To be safe, I started keeping a notepad inside the medicine cabinet. “Yes, you took an Ambien at 11,” I would jot, answering a question I knew I would ask myself when I woke four hours later. Or: “2 X @ 3,” meaning two Xanaxes at three A.M.—no wait, maybe it was three in the afternoon? I don’t remember now.

In those early days of grief, short on sleep, forgetting to eat, I felt as though I were in a liminal state, not quite alive myself, which made me feel remarkably close to Steve. During that same period, I was continually having amazing encounters with strangers—people who would pop up and offer help, whether at the post office or grocery store, or just say something kind. At the time, I never doubted that they were embodiments of him.

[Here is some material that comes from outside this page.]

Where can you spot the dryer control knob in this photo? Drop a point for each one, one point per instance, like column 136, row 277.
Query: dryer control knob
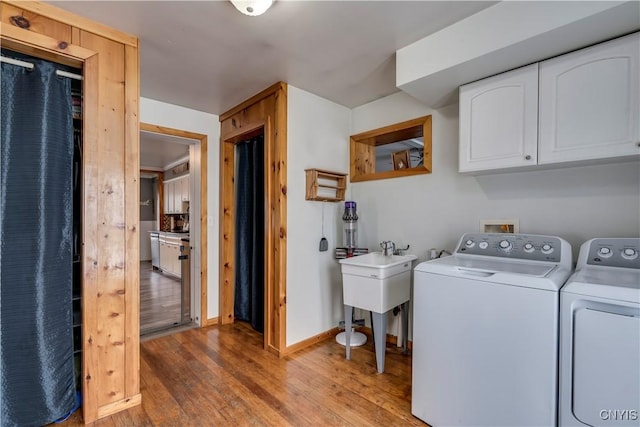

One day I met a man with the name of an angel. He was French. His accent was so thick it sounded fake. We got to talking and I told him what had happened. “You’re going to be fine,” Emmanuel said right away. “Something bad always leads to something good.” He spoke from personal experience. His partner had died six years earlier. But he did not use that word, died, as he told me his story. Nor did he say passed away, a euphemism I had come to hate. Instead, Emmanuel said, “When my partner disappeared …”

I knew this was not a case of poor English, a bungled translation. Still, I had to say something. “You said ‘disappeared’—”

He nodded.

“That’s exactly how it feels for me, too.”

One might think that for someone who has lost a partner or spouse, nights would be hardest, loneliest. For me, this was not the case. I was used to being alone at night, the only one awake. I didn’t even have more than the usual trouble sleeping after the first few weeks. I suppose this was partly because Steve and I had never been bedtime cuddlers or spooners, so I was not missing something I’d once had. That said, it was a long time before I was able to take his pillow from his side of the bed. I did not dare. The night after he died, I found that a sliver of light from a streetlamp shone through the blinds just so and cast a single yellowy tendril across his pillow. It was the opposite of a shadow. Which is as clear a definition as I can come up with for the soul.

With morning, the light was gone, and I found the days empty and agonizing. It would take about three years for this feeling to pass—a thousand days, give or take—people who had been through this told me. As it turns out, they were right. What no one said is something I discovered on my own: A thousand days is a thousand nights is a thousand chances to dream about him.